XML can solve data distribution problems but not political ones

Shawn P. McCarthy

The federal government has been slow to explore the possibilities of the Web's Extensible Markup Language on a large scale. More is involved than fear of the unknown or simple inertia.

XML promises something close to salvation for federal content managers and webmasters. It can tag and identify specific types of data within documents. It provides a way to embed 'includes' in dynamically produced content that can pull the latest data out of a central database, wherever it's located.

I've been an XML cheerleader and have wondered several times in this space why no one is developing a federal XML tag set for trading data around government networks in real time. I've come to see there are broader concerns that have to be addressed first. XML will not take off in the government until that happens.

Lack of browser support. This was the biggest drawback a year ago, but Microsoft's Internet Explorer 5.0 gave limited support to XML, and now Netscape 6 supposedly provides full support.

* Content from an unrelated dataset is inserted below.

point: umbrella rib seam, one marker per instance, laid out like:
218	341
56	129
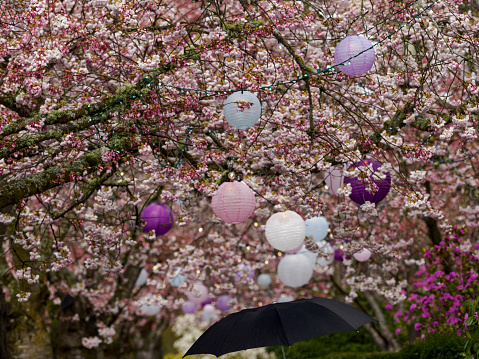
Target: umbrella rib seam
282	327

Lack of XML browsers is no longer an issue.

Competition. Perhaps you work for the Health and Human Services Department and collect data about the proliferation of toaster mites at bagel shops. You discover that someone at the Consumer Product Safety Commission collects similar statistics, as does someone else at the Agriculture Department. Who should be the authoritative source? Should there be a single source? Sharing data via XML means designating one central source to eliminate duplication. But is the government ready for that? Are consumers of government data ready to accept it?

Loss of control of the data. Once data is pulled from a database, it sometimes takes on a life of its own. Site developers must set strict standards for how XML data is gathered and displayed to make sure they tap the right source for the latest data. Agencies that cache data have to ensure that caches get updated as needed, preferably daily.

Lack of quality control. This is similar to the control problem but focuses more on the integrity of the tagged data as it moves around. If you are the central repository for certain data, can you rely on those who use your data to display it correctly? Will it be quoted in context? Will the tables line up correctly? These issues are big, and they're usually avoidable when you control both the data and the display of it.

Access control and security. If your agency becomes a central repository for XML data that happens to be sensitive, you could get into a position of having to authenticate thousands of user sessions. Are you set up to identify each connection and transfer data over it securely? There are several ways, but you probably can't support every type of secure transfer. If you want to be a central XML repository, are you able to dictate how every connection is made?

Availability. Building a government-wide, real-time, central repository brings its own set of challenges. Do you already operate fault-tolerant servers with 99 percent uptime? The more users who rely on you for data, the more important it becomes to deliver without glitches. Beyond simple availability, do you have a disaster recovery plan?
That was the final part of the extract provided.